EXANTHEMATOUS (ERYTHEMATOUS) REACTIONS

PANEL 1: SOME DRUGS THAT COMMONLY CAUSE EXANTHEMATOUS REACTIONS Antituberculous drugs Barbiturates Carbamazepine Cephalosporins Erythromycin Frusemide Gold Gentamicin Isoniazid Nitrofurantoin Penicillins Phenothiazines Phenylbutazone Phenytoin Sulphonamides Thiazides

The term exanthema is an umbrella term for skin reactions which literally burst forth on the skin. Enanthematous reactions similarly occur on the mucous membranes. Typical characteristics of skin exanthemas include erythema (redness), or morbilliform (resembling measles) or maculopapular lesions. Macules are small, distinct, flat areas and papules are small, raised lesions. This is the most common type of drug-induced cutaneous reaction. The eruption often starts on the trunk; the extremities and intertriginous areas are often involved, but the face may be pared. The rash is usually bright red in colour and the skin may feel hot, burning or itchy.
These reactions can occur with almost any drug at any time up to two to three weeks after starting drug administration, but they are most common within the first 10 days. If the causative drug is continued, exfoliative dermatitis may develop. Occasionally, the eruption subsides despite continuation of the medication. These eruptions usually resolve within a few weeks of discontinuing the causative drug. Ampicillin, amoxycillin and sulphonamides frequently cause these rashes. Drugs that commonly cause exanthematous reactions are shown in Panel 1.

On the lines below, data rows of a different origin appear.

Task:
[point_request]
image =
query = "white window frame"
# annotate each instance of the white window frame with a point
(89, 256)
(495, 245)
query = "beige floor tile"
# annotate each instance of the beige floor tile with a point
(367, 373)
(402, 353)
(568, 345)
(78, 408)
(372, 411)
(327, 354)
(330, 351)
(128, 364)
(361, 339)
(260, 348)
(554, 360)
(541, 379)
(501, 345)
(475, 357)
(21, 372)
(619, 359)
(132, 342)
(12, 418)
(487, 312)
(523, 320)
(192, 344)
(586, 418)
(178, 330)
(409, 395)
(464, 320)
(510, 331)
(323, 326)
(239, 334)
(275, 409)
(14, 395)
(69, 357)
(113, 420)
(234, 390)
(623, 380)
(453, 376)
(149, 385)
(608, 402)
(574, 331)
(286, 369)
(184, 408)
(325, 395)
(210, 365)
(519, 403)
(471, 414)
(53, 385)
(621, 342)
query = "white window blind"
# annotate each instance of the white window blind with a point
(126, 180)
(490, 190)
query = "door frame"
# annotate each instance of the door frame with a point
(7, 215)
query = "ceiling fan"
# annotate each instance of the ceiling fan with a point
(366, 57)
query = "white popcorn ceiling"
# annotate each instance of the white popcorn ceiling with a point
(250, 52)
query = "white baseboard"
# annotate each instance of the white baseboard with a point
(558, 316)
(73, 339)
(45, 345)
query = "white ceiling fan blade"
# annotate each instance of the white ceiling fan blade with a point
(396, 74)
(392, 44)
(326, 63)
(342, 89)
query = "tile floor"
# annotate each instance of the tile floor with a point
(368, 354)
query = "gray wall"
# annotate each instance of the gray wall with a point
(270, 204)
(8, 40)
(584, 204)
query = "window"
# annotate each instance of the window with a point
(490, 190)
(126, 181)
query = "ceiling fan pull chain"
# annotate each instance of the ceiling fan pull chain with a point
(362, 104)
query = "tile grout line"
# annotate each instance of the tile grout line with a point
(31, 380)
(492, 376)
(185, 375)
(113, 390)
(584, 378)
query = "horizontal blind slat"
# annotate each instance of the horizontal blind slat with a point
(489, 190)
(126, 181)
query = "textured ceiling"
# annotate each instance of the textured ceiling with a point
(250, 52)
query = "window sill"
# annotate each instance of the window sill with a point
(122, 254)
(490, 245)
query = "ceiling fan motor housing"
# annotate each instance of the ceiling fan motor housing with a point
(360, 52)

ERYTHRODERMA AND EXFOLIATIVE DERMATITIS
A widespread confluent erythematous rash (erythroderma) often associated with desquamation (exfoliative dermatitis) is one of the most severe patterns of cutaneous reactions to drugs. It may follow exanthematous eruptions or may develop as erythema and exudation in the flexures. There may be systemic symptoms such as fever, lymphadenopathy and anorexia. Possible complications include hypothermia, fluid and electrolyte loss, and infection. The main drugs implicated are sulphonamides, chloroquine, penicillin, phenytoin and isoniazid.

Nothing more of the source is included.